Course Catalog

Fundamental Skills of Culinary Arts - FSO1 Technical Certificate of Credit


Campus Locations: High School

The Fundamental Skills of Culinary Arts technical certificate of credit provides students the basic skills needed to obtain entry level positions in the culinary arts field. Topics included in this programs include introduction to the culinary arts profession, understanding of menus, recipe production, a basic understanding of food nutrition and food science, fundamental knowledge of food and kitchen safety, the tools and ingredients used in the professional kitchen, equipment operation. Meat, poultry, fish, shellfish, fruit, vegetables, dairy, eggs and dry good identification. Production of stocks, sauces, soups. Fabrication of meat, poultry, fish and shellfish. Techniques on grilling, broiling, roasting, sauteing, pan frying, deep frying, steaming, braising and stewing. Various cooking methods for vegetables, potatoes, grains, beans, and pasta. Execution of various breakfast techniques and cooking with the following ingredients: styles of eggs, pancakes, waffles, grits, toast, breakfast meats. Demonstrate knowledge of salads, salad dressings, sandwiches, appetizers and cold foods.
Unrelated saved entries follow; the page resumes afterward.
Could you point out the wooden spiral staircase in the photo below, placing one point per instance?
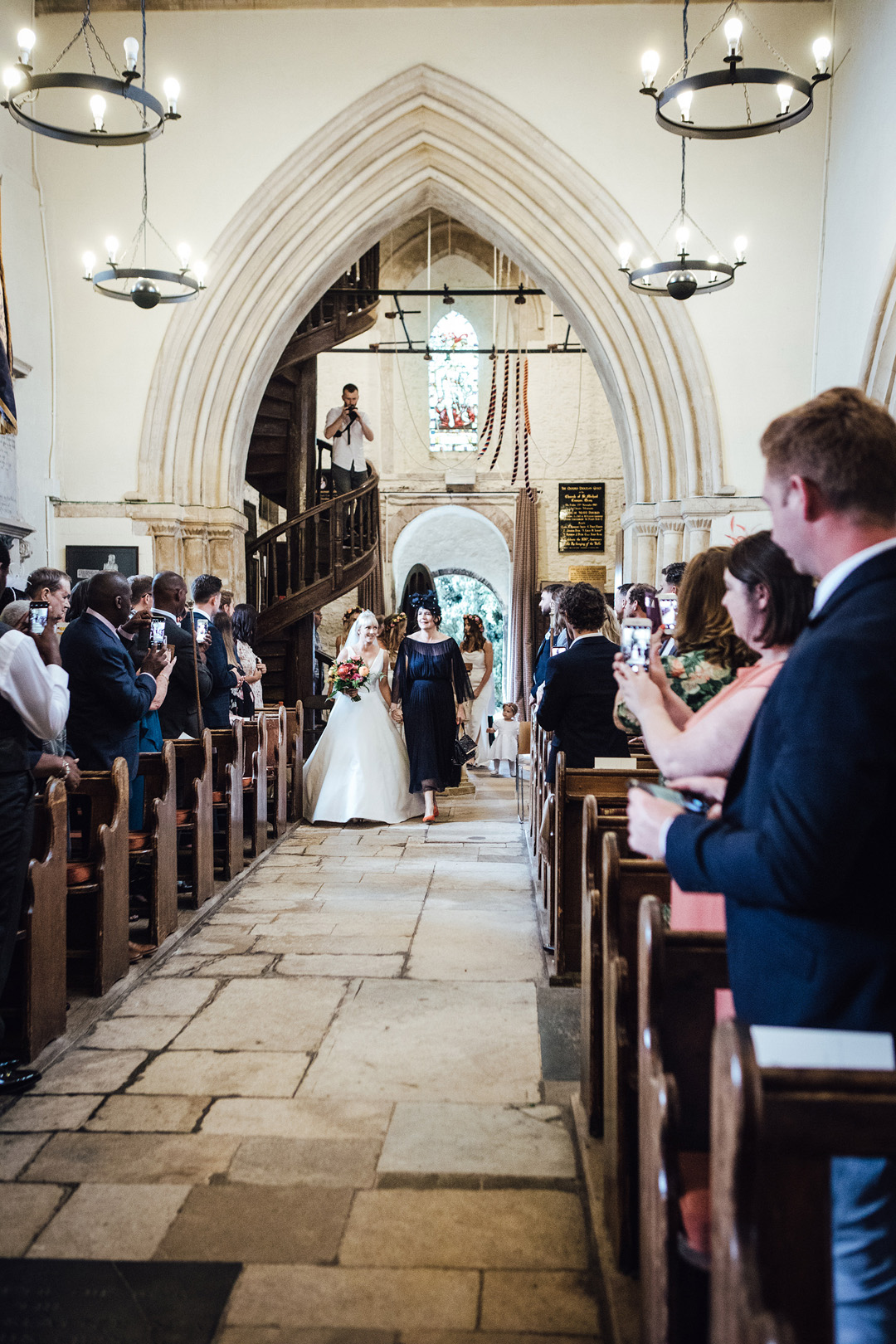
(328, 544)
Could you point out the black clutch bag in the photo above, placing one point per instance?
(464, 747)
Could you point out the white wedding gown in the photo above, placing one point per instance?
(359, 767)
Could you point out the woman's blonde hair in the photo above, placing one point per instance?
(703, 622)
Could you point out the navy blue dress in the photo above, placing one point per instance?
(426, 682)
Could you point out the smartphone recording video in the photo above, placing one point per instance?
(635, 643)
(668, 613)
(38, 615)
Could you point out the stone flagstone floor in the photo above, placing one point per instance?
(338, 1082)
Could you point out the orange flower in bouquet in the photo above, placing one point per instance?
(348, 676)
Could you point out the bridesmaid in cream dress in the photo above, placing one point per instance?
(479, 657)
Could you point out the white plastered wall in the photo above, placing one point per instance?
(258, 84)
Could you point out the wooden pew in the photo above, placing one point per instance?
(774, 1132)
(277, 767)
(227, 796)
(679, 975)
(610, 789)
(594, 825)
(195, 815)
(295, 730)
(622, 884)
(34, 1001)
(99, 878)
(153, 847)
(256, 784)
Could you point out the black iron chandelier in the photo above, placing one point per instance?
(684, 275)
(23, 90)
(143, 285)
(676, 101)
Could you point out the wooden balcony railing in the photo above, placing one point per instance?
(314, 558)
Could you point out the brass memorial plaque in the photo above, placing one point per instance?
(582, 516)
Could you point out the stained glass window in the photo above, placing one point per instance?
(455, 386)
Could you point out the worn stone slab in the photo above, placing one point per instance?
(275, 1015)
(377, 1300)
(445, 1138)
(401, 1040)
(241, 1073)
(109, 1222)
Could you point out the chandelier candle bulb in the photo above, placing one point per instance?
(26, 39)
(821, 51)
(173, 93)
(99, 110)
(733, 28)
(649, 66)
(785, 95)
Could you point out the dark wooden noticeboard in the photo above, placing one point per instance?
(582, 516)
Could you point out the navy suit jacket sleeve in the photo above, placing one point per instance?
(825, 797)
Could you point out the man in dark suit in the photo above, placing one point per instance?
(108, 696)
(804, 845)
(223, 678)
(178, 711)
(550, 594)
(579, 687)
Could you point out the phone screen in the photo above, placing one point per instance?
(668, 613)
(635, 644)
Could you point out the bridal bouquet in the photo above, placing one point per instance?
(349, 676)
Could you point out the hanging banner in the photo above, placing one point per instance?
(582, 516)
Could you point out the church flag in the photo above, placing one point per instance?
(7, 396)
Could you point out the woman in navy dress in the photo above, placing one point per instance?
(429, 691)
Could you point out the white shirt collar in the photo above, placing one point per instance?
(832, 581)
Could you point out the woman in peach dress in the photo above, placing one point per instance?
(768, 604)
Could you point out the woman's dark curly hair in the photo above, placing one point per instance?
(473, 633)
(582, 606)
(758, 559)
(431, 604)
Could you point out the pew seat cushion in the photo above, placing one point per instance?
(694, 1203)
(78, 874)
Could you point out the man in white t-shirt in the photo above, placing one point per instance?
(348, 427)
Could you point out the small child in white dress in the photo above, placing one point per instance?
(507, 739)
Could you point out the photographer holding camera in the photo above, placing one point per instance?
(348, 429)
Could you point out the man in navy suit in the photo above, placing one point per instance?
(206, 606)
(579, 687)
(804, 845)
(108, 696)
(550, 594)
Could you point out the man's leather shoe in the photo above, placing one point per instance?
(15, 1079)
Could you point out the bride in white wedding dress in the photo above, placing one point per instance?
(359, 767)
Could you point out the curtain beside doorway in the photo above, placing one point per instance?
(525, 576)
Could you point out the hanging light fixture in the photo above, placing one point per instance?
(24, 89)
(684, 275)
(676, 104)
(141, 285)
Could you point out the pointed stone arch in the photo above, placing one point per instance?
(421, 140)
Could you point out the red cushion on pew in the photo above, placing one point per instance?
(80, 873)
(694, 1205)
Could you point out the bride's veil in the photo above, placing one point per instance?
(353, 637)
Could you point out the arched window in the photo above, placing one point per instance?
(455, 386)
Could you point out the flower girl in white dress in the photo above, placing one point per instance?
(359, 767)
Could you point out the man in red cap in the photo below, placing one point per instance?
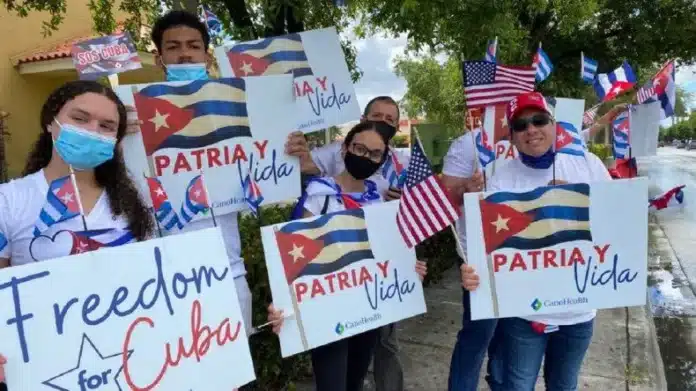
(565, 337)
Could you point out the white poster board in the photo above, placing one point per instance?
(117, 319)
(322, 83)
(644, 129)
(558, 249)
(225, 128)
(340, 275)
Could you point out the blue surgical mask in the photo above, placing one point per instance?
(186, 72)
(82, 149)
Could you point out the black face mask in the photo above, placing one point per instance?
(360, 167)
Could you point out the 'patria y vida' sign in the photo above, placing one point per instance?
(323, 88)
(161, 314)
(340, 275)
(555, 249)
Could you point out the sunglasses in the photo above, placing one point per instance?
(538, 120)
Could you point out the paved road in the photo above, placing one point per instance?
(674, 274)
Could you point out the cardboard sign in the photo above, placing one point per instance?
(340, 275)
(322, 84)
(558, 249)
(226, 128)
(105, 56)
(161, 313)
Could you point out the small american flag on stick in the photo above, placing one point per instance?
(487, 83)
(424, 208)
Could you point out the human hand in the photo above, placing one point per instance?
(393, 193)
(133, 123)
(470, 280)
(276, 318)
(421, 269)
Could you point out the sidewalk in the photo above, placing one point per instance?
(623, 355)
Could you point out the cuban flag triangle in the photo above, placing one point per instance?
(542, 64)
(164, 213)
(252, 194)
(609, 85)
(673, 197)
(196, 199)
(61, 205)
(588, 68)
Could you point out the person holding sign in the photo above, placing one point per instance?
(563, 338)
(342, 365)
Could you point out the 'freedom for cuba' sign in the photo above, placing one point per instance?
(340, 275)
(161, 314)
(568, 248)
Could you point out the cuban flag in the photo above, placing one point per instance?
(392, 170)
(609, 85)
(492, 51)
(61, 204)
(568, 140)
(673, 197)
(588, 69)
(164, 213)
(620, 130)
(484, 149)
(270, 56)
(537, 219)
(252, 194)
(195, 200)
(543, 65)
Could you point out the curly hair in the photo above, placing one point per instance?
(111, 175)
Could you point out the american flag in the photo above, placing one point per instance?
(589, 116)
(486, 83)
(424, 208)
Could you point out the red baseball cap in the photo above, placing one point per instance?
(529, 100)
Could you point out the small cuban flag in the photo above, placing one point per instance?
(543, 65)
(588, 69)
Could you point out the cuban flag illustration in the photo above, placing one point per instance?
(270, 56)
(536, 219)
(192, 115)
(164, 212)
(568, 140)
(61, 205)
(196, 199)
(323, 245)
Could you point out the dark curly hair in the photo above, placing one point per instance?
(111, 175)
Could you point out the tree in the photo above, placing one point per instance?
(644, 32)
(243, 19)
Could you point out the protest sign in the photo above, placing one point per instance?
(340, 274)
(105, 56)
(158, 314)
(559, 248)
(495, 123)
(322, 83)
(644, 129)
(226, 128)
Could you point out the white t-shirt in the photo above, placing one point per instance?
(459, 163)
(330, 163)
(570, 168)
(315, 203)
(21, 202)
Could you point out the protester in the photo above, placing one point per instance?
(342, 365)
(526, 340)
(82, 125)
(475, 337)
(328, 161)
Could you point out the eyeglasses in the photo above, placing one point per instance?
(538, 120)
(372, 154)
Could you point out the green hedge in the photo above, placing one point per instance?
(273, 372)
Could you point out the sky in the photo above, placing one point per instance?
(376, 59)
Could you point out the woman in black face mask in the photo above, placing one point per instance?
(342, 365)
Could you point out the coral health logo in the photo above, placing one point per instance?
(536, 305)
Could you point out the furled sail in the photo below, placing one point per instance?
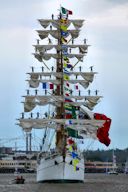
(78, 23)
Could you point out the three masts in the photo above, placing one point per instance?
(63, 84)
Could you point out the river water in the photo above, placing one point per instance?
(93, 183)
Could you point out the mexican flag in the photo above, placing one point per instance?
(66, 11)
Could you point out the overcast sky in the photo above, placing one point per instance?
(106, 29)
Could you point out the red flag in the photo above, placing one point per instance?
(103, 132)
(76, 87)
(51, 86)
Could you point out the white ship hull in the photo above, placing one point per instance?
(55, 170)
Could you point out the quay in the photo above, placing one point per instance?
(93, 183)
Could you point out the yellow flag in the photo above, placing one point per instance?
(64, 28)
(75, 162)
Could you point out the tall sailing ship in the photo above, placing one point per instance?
(67, 107)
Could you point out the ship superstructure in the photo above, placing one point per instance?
(63, 86)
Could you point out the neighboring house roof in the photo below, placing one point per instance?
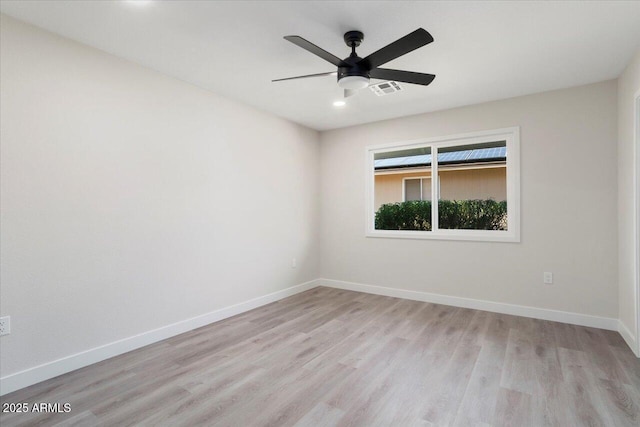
(480, 155)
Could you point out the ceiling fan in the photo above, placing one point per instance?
(354, 72)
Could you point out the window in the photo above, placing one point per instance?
(417, 189)
(461, 187)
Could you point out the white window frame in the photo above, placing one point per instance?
(512, 234)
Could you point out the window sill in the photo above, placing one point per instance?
(464, 235)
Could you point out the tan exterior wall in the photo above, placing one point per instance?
(459, 184)
(389, 187)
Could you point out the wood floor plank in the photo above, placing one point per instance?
(330, 357)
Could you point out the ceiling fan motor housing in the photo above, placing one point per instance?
(353, 40)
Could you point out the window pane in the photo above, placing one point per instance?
(412, 190)
(398, 209)
(473, 187)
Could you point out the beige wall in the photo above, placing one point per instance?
(131, 200)
(562, 231)
(628, 86)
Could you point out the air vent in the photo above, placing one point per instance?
(385, 88)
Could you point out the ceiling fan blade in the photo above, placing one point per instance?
(406, 44)
(402, 76)
(332, 73)
(307, 45)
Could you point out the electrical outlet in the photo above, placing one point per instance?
(5, 325)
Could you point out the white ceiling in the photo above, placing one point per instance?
(482, 50)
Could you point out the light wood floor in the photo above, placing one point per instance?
(331, 357)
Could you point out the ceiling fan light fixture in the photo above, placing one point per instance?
(353, 82)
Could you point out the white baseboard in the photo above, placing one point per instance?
(496, 307)
(61, 366)
(629, 338)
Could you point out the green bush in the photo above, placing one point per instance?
(453, 214)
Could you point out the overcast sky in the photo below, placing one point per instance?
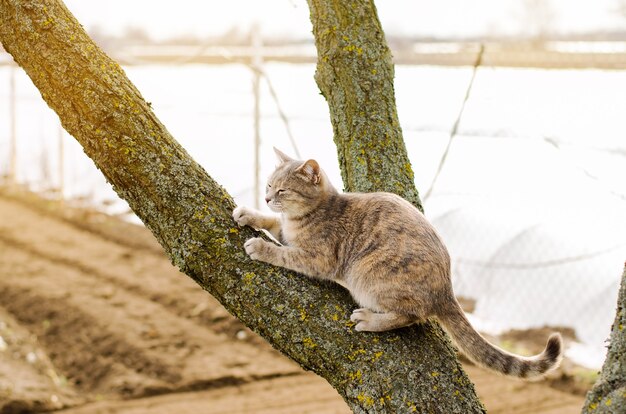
(440, 18)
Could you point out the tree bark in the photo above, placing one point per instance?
(190, 214)
(608, 395)
(355, 74)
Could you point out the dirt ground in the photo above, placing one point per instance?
(94, 319)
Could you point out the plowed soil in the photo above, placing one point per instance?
(95, 319)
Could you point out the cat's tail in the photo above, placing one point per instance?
(477, 349)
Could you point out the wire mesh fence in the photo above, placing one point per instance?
(529, 199)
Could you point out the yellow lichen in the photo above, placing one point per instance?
(308, 343)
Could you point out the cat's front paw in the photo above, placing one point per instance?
(259, 249)
(244, 216)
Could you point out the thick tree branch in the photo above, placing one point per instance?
(609, 393)
(189, 214)
(355, 74)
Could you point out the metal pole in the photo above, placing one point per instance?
(257, 61)
(12, 173)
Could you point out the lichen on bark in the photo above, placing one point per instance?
(608, 395)
(355, 74)
(189, 213)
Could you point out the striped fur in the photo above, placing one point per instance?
(380, 248)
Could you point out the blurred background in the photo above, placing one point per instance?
(528, 190)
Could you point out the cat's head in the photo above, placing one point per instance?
(296, 187)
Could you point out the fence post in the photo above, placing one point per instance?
(61, 167)
(257, 61)
(12, 173)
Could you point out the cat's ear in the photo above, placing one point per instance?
(311, 171)
(282, 157)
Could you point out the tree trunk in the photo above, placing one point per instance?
(190, 214)
(608, 395)
(355, 74)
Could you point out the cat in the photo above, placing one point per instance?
(383, 250)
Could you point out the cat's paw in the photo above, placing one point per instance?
(258, 249)
(244, 216)
(363, 318)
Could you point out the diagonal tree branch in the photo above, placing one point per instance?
(189, 213)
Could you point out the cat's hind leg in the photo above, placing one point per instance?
(369, 321)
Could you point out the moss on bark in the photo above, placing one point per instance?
(409, 370)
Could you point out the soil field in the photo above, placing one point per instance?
(95, 319)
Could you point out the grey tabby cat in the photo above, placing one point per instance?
(380, 248)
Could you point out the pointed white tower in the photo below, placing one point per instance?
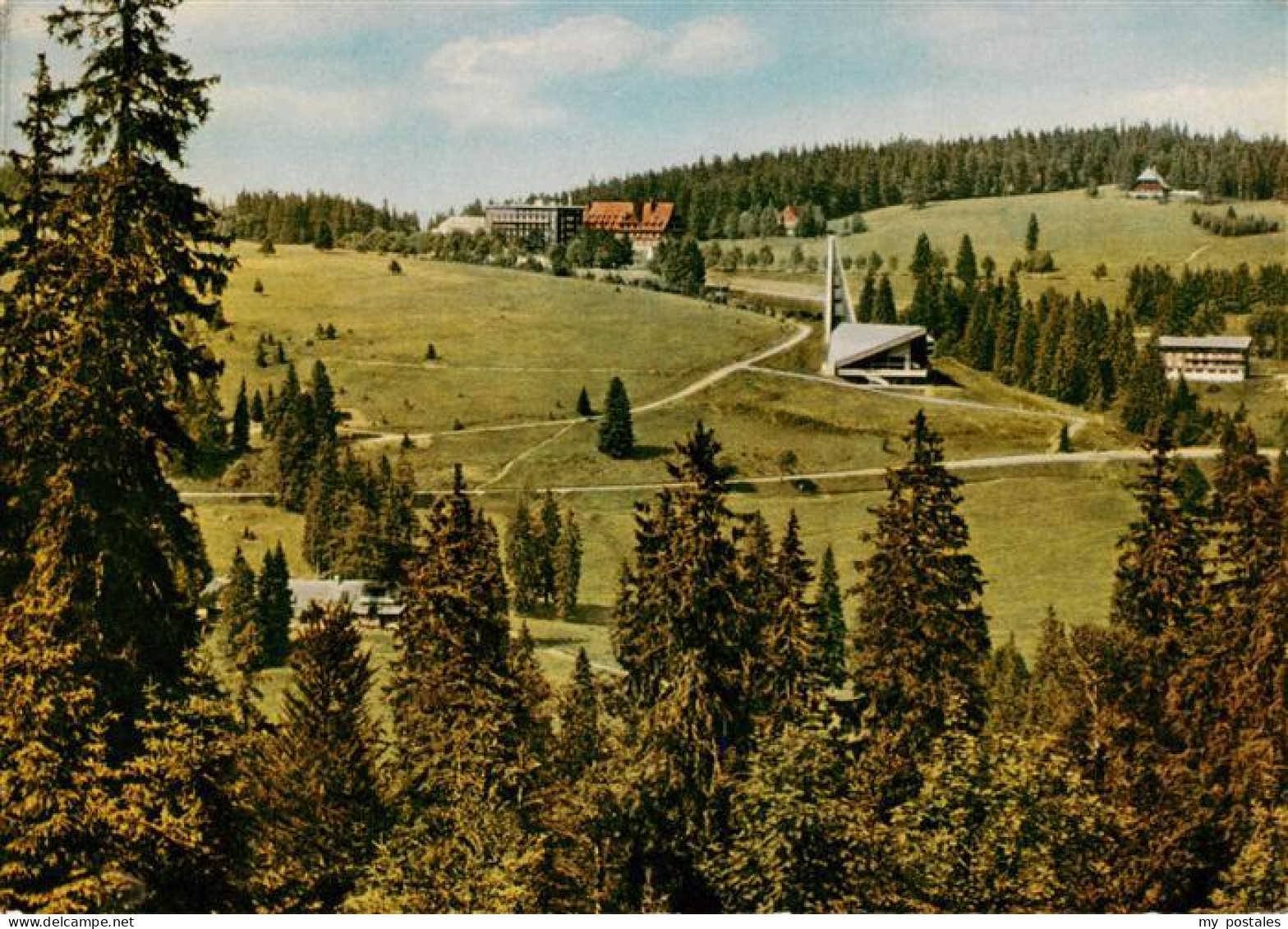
(837, 307)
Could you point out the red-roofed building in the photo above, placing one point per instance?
(644, 224)
(789, 218)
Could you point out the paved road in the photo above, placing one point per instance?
(1028, 460)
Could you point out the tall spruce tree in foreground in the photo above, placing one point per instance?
(1229, 697)
(921, 636)
(567, 563)
(791, 675)
(320, 809)
(274, 605)
(830, 611)
(616, 433)
(108, 562)
(465, 756)
(684, 637)
(138, 267)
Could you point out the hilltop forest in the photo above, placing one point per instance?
(840, 179)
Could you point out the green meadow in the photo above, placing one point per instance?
(514, 349)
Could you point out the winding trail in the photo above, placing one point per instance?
(997, 462)
(1197, 253)
(372, 437)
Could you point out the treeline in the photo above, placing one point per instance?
(292, 218)
(736, 194)
(1231, 223)
(542, 559)
(1195, 301)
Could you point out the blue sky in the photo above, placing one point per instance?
(430, 104)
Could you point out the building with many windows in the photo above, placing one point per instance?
(1216, 358)
(537, 224)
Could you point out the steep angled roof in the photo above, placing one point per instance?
(614, 215)
(623, 215)
(1226, 343)
(854, 342)
(1151, 176)
(656, 215)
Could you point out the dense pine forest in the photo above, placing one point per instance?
(310, 218)
(754, 752)
(715, 196)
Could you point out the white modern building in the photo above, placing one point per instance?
(1213, 358)
(868, 352)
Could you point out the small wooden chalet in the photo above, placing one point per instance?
(789, 218)
(643, 224)
(1149, 186)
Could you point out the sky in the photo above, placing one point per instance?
(430, 104)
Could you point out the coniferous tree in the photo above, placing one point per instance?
(578, 745)
(684, 642)
(1145, 394)
(183, 820)
(965, 265)
(791, 674)
(320, 809)
(921, 637)
(798, 842)
(1159, 579)
(616, 433)
(830, 611)
(240, 630)
(240, 437)
(867, 299)
(922, 256)
(886, 310)
(522, 559)
(108, 566)
(567, 564)
(274, 606)
(138, 269)
(548, 531)
(1229, 711)
(1031, 233)
(462, 839)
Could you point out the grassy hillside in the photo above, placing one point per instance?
(515, 348)
(512, 346)
(1079, 232)
(1041, 539)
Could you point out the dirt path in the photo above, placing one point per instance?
(1025, 460)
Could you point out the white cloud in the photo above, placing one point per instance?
(1258, 106)
(301, 111)
(512, 80)
(719, 44)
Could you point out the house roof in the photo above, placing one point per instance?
(363, 597)
(1151, 176)
(467, 224)
(854, 342)
(623, 215)
(1221, 343)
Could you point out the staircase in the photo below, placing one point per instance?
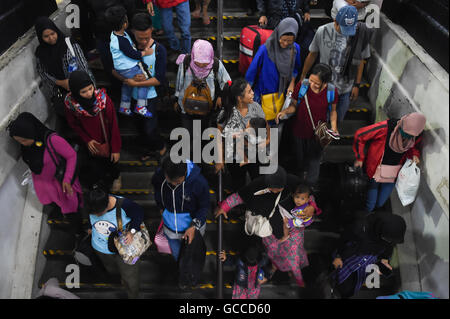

Students will learn baking fundamentals including breads, pastries, fillings and dessert sauces.

Requirements:

  • Submit a completed application and application fee
  • Be at least 16 years of age
  • Submit official high school transcript or High School Equivalency transcript or college transcripts showing successful completion of 60+ semester credits or 72+ quarter credits
  • Submit official college transcripts, if applicable
  • Present acceptable ACCUPLACER, ACT, ASSET, COMPASS, PSAT, or SAT scores or GED score of 145 or higher or have one of the following: an associate degree or higher or have a HOPE GPA of 2.6 after the completion of 10th grade. Documentation on a college transcript of successful completion of appropriate courses from a regionally accredited college or university may be accepted in lieu of test scores.
Curriculum Outline (16 hours)
Occupational Courses 16
CUUL 1001

Weekly Contact Hours: Lecture - 2 Lab 2 - 4 Lab 3 - 0 Pre-requisite(s): None Co-requisite(s): None Introduction to Culinary Arts is a course designed to introduce students to fundamental food preparation terms, concepts, and methods in Culinary Arts where laboratory practice will parallel class work. Fundamental techniques, skills, and terminology are covered and mastered with an emphasis on basic kitchen and dining room safety, sanitation, equipment maintenance and operation procedures.

4
CUUL 1002

Weekly Contact Hours: Lecture - 2 Lab 2 - 4 Lab 3 - 0 Pre-requisite(s): None Co-requisite(s): None Fundamental Skills of Culinary Arts I is designed to create a complete foundation and understanding of Culinary Arts leading to postsecondary education or a foodservice career. Building from techniques and skills learned in Foundation of Culinary Arts, this fundamentals course begins to involve in-depth knowledge and hands on skill mastery of Culinary Arts.

4
CUUL 1003

Weekly Contact Hours: Lecture - 2 Lab 2 - 4 Lab 3 - 0 Pre-requisite(s): None Co-requisite(s): None Fundamental Skills of Culinary Arts II is designed to create a complete foundation and understanding of Culinary Arts and how it relates to baking principles, nutrition, and applies the concepts to a restaurant setting. Building from techniques and skills learned in Foundation of Culinary Arts I, this fundamentals course begins to involve in-depth knowledge and hands on skill mastery of Culinary Arts.

4
CUUL 1004

Weekly Contact Hours: Lecture - 2 Lab 2 - 4 Lab 3 - 0 Pre-requisite(s): None Co-requisite(s): None Fundamental Skills of Culinary Arts III is an advanced and rigorous in-depth course designed for the student who wishes to continue their education at the post-secondary level or enter the foodservice industry as a proficient and well-rounded individual. Strong importance is given to refining hands on production of the classic fundamentals in the commercial kitchen.